外車のタイヤは、国産車と違って、ボルトで固定されています。ナットで締めるよりも安全性が高いという理由だそうです。しかし、この「ボルトかナットか」という違いだけでなく、日本人の考え方と外国製品の設計には、逆回しの部分が多いように感じます。
例えば、大工道具では、日本のカンナは引く動作で使いますが、海外製品は押して使うカンナが一般的です。また、海外製品のダイヤルの回し方が、日本人の感覚とは逆になることもあります。
時間の考え方にも違いがあります。西洋の時計は、現在私たちが使用しているアナログ時計です。あまり知られていませんが、江戸時代の日本には「和時計」という時計がありました。この時計の特徴は、針が真上を指していて、盤面が動くというものです。
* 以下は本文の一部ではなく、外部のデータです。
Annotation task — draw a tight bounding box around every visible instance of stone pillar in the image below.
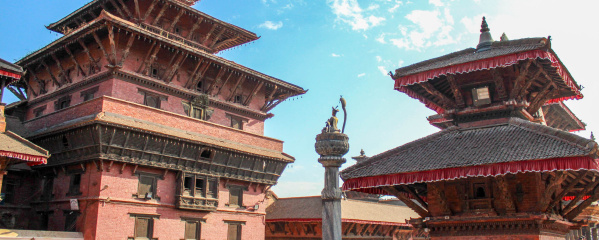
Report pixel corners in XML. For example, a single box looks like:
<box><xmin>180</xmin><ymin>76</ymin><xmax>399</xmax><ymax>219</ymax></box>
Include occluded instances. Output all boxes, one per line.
<box><xmin>315</xmin><ymin>132</ymin><xmax>349</xmax><ymax>240</ymax></box>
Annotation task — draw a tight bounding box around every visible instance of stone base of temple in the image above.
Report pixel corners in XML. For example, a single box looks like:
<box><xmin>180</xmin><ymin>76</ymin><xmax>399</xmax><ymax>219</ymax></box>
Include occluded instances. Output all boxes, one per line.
<box><xmin>422</xmin><ymin>215</ymin><xmax>573</xmax><ymax>240</ymax></box>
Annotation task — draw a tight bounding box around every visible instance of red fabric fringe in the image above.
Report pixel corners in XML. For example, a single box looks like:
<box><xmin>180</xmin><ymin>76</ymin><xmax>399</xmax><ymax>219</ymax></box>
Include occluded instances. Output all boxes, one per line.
<box><xmin>397</xmin><ymin>86</ymin><xmax>445</xmax><ymax>114</ymax></box>
<box><xmin>393</xmin><ymin>50</ymin><xmax>583</xmax><ymax>111</ymax></box>
<box><xmin>0</xmin><ymin>151</ymin><xmax>47</xmax><ymax>166</ymax></box>
<box><xmin>0</xmin><ymin>69</ymin><xmax>20</xmax><ymax>80</ymax></box>
<box><xmin>266</xmin><ymin>218</ymin><xmax>411</xmax><ymax>227</ymax></box>
<box><xmin>342</xmin><ymin>156</ymin><xmax>599</xmax><ymax>194</ymax></box>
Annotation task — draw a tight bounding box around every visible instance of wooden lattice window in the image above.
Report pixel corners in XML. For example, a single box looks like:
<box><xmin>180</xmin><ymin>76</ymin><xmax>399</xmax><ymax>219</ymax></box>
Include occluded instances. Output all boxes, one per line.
<box><xmin>227</xmin><ymin>114</ymin><xmax>247</xmax><ymax>130</ymax></box>
<box><xmin>180</xmin><ymin>173</ymin><xmax>218</xmax><ymax>199</ymax></box>
<box><xmin>129</xmin><ymin>213</ymin><xmax>159</xmax><ymax>240</ymax></box>
<box><xmin>67</xmin><ymin>172</ymin><xmax>82</xmax><ymax>196</ymax></box>
<box><xmin>138</xmin><ymin>89</ymin><xmax>167</xmax><ymax>109</ymax></box>
<box><xmin>64</xmin><ymin>211</ymin><xmax>80</xmax><ymax>232</ymax></box>
<box><xmin>135</xmin><ymin>172</ymin><xmax>161</xmax><ymax>200</ymax></box>
<box><xmin>181</xmin><ymin>218</ymin><xmax>205</xmax><ymax>240</ymax></box>
<box><xmin>1</xmin><ymin>179</ymin><xmax>18</xmax><ymax>204</ymax></box>
<box><xmin>33</xmin><ymin>105</ymin><xmax>46</xmax><ymax>118</ymax></box>
<box><xmin>225</xmin><ymin>221</ymin><xmax>245</xmax><ymax>240</ymax></box>
<box><xmin>227</xmin><ymin>185</ymin><xmax>247</xmax><ymax>208</ymax></box>
<box><xmin>80</xmin><ymin>86</ymin><xmax>99</xmax><ymax>101</ymax></box>
<box><xmin>54</xmin><ymin>95</ymin><xmax>72</xmax><ymax>110</ymax></box>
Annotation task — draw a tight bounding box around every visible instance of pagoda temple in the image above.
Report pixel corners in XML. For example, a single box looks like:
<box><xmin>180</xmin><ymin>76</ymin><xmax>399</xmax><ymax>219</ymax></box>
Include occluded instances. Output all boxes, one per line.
<box><xmin>0</xmin><ymin>0</ymin><xmax>304</xmax><ymax>239</ymax></box>
<box><xmin>341</xmin><ymin>18</ymin><xmax>598</xmax><ymax>239</ymax></box>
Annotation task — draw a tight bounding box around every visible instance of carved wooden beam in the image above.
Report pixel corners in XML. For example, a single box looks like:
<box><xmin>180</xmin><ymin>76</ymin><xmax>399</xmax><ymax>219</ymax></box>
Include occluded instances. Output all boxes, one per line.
<box><xmin>209</xmin><ymin>28</ymin><xmax>226</xmax><ymax>48</ymax></box>
<box><xmin>420</xmin><ymin>82</ymin><xmax>456</xmax><ymax>109</ymax></box>
<box><xmin>446</xmin><ymin>74</ymin><xmax>464</xmax><ymax>108</ymax></box>
<box><xmin>540</xmin><ymin>172</ymin><xmax>567</xmax><ymax>212</ymax></box>
<box><xmin>142</xmin><ymin>0</ymin><xmax>159</xmax><ymax>21</ymax></box>
<box><xmin>382</xmin><ymin>186</ymin><xmax>429</xmax><ymax>217</ymax></box>
<box><xmin>168</xmin><ymin>8</ymin><xmax>185</xmax><ymax>32</ymax></box>
<box><xmin>565</xmin><ymin>183</ymin><xmax>599</xmax><ymax>221</ymax></box>
<box><xmin>116</xmin><ymin>0</ymin><xmax>133</xmax><ymax>19</ymax></box>
<box><xmin>142</xmin><ymin>44</ymin><xmax>161</xmax><ymax>75</ymax></box>
<box><xmin>428</xmin><ymin>182</ymin><xmax>452</xmax><ymax>215</ymax></box>
<box><xmin>214</xmin><ymin>71</ymin><xmax>234</xmax><ymax>97</ymax></box>
<box><xmin>547</xmin><ymin>171</ymin><xmax>588</xmax><ymax>211</ymax></box>
<box><xmin>108</xmin><ymin>0</ymin><xmax>126</xmax><ymax>18</ymax></box>
<box><xmin>6</xmin><ymin>86</ymin><xmax>26</xmax><ymax>101</ymax></box>
<box><xmin>202</xmin><ymin>24</ymin><xmax>218</xmax><ymax>45</ymax></box>
<box><xmin>119</xmin><ymin>33</ymin><xmax>137</xmax><ymax>66</ymax></box>
<box><xmin>27</xmin><ymin>68</ymin><xmax>46</xmax><ymax>94</ymax></box>
<box><xmin>92</xmin><ymin>31</ymin><xmax>111</xmax><ymax>66</ymax></box>
<box><xmin>402</xmin><ymin>185</ymin><xmax>428</xmax><ymax>209</ymax></box>
<box><xmin>227</xmin><ymin>74</ymin><xmax>246</xmax><ymax>102</ymax></box>
<box><xmin>491</xmin><ymin>68</ymin><xmax>507</xmax><ymax>100</ymax></box>
<box><xmin>518</xmin><ymin>67</ymin><xmax>543</xmax><ymax>98</ymax></box>
<box><xmin>527</xmin><ymin>82</ymin><xmax>553</xmax><ymax>113</ymax></box>
<box><xmin>263</xmin><ymin>94</ymin><xmax>291</xmax><ymax>112</ymax></box>
<box><xmin>137</xmin><ymin>41</ymin><xmax>157</xmax><ymax>73</ymax></box>
<box><xmin>206</xmin><ymin>67</ymin><xmax>226</xmax><ymax>94</ymax></box>
<box><xmin>166</xmin><ymin>53</ymin><xmax>188</xmax><ymax>83</ymax></box>
<box><xmin>212</xmin><ymin>35</ymin><xmax>241</xmax><ymax>51</ymax></box>
<box><xmin>77</xmin><ymin>39</ymin><xmax>97</xmax><ymax>73</ymax></box>
<box><xmin>261</xmin><ymin>85</ymin><xmax>279</xmax><ymax>111</ymax></box>
<box><xmin>152</xmin><ymin>3</ymin><xmax>169</xmax><ymax>25</ymax></box>
<box><xmin>107</xmin><ymin>24</ymin><xmax>118</xmax><ymax>65</ymax></box>
<box><xmin>64</xmin><ymin>46</ymin><xmax>86</xmax><ymax>77</ymax></box>
<box><xmin>509</xmin><ymin>60</ymin><xmax>532</xmax><ymax>100</ymax></box>
<box><xmin>185</xmin><ymin>60</ymin><xmax>203</xmax><ymax>87</ymax></box>
<box><xmin>50</xmin><ymin>53</ymin><xmax>70</xmax><ymax>84</ymax></box>
<box><xmin>41</xmin><ymin>61</ymin><xmax>61</xmax><ymax>88</ymax></box>
<box><xmin>21</xmin><ymin>76</ymin><xmax>38</xmax><ymax>97</ymax></box>
<box><xmin>132</xmin><ymin>0</ymin><xmax>141</xmax><ymax>20</ymax></box>
<box><xmin>562</xmin><ymin>179</ymin><xmax>599</xmax><ymax>216</ymax></box>
<box><xmin>244</xmin><ymin>81</ymin><xmax>264</xmax><ymax>106</ymax></box>
<box><xmin>187</xmin><ymin>61</ymin><xmax>211</xmax><ymax>89</ymax></box>
<box><xmin>186</xmin><ymin>19</ymin><xmax>203</xmax><ymax>40</ymax></box>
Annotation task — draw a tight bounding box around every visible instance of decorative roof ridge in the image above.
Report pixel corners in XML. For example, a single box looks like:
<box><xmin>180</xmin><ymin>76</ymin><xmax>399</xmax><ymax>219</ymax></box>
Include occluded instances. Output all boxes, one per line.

「それがどうしたの?」と思われるかもしれませんが、現代の私たちが時間の流れを考えるときに、過去から未来へと流れているように感じるのは、この「洋時計」の考え方に由来しているのではいか、という考察なのです。明治以前の日本人は、時間を未来から過去へと流れているように感じていたのではないかと。その証拠に、昔のことを「過去」と呼びます。過ぎ去ると書きます。
「え?時間って過去から未来に流れているんじゃないの?」「歴史年表のように、幼児から大人へと成長しているでしょう?」そう感じるかもしれません。しかし、自分が一歩も動いていない時にも、時間は着々と進んでいます。これを考えると、和時計の針のように同じ場所にいる自分に対しても、世の中は動いているのだと考えることができます。
「ゆるりら」では、過ぎ去った時間に縛られている方がいらっしゃるなら、静かにその心を緩めて、リラックスしていただきたいと思っています。過去は、ある一定の力をもって現在のあなたを縛っているかもしれません。過去に親に言われたこと、過去の失敗、過去の恋など。一生懸命生きていても、仕事をしていても、自分のミスから大失敗につながったこともあったかもしれません。
しかし、過去にはあなたを優しく許し、守ってくれた方も存在しています。守ってくれたふるさとや、空の青さも。今この瞬間も、すぐに過去になります。考え方ひとつで、今が瞬時に過去になるのなら、過去に縛られて時を過ごすより、それを手放し許して、リラックスして未来に花束を投げてみませんか。そして、日本人にはそういう考えを受け入れる素地が備わっている気がします。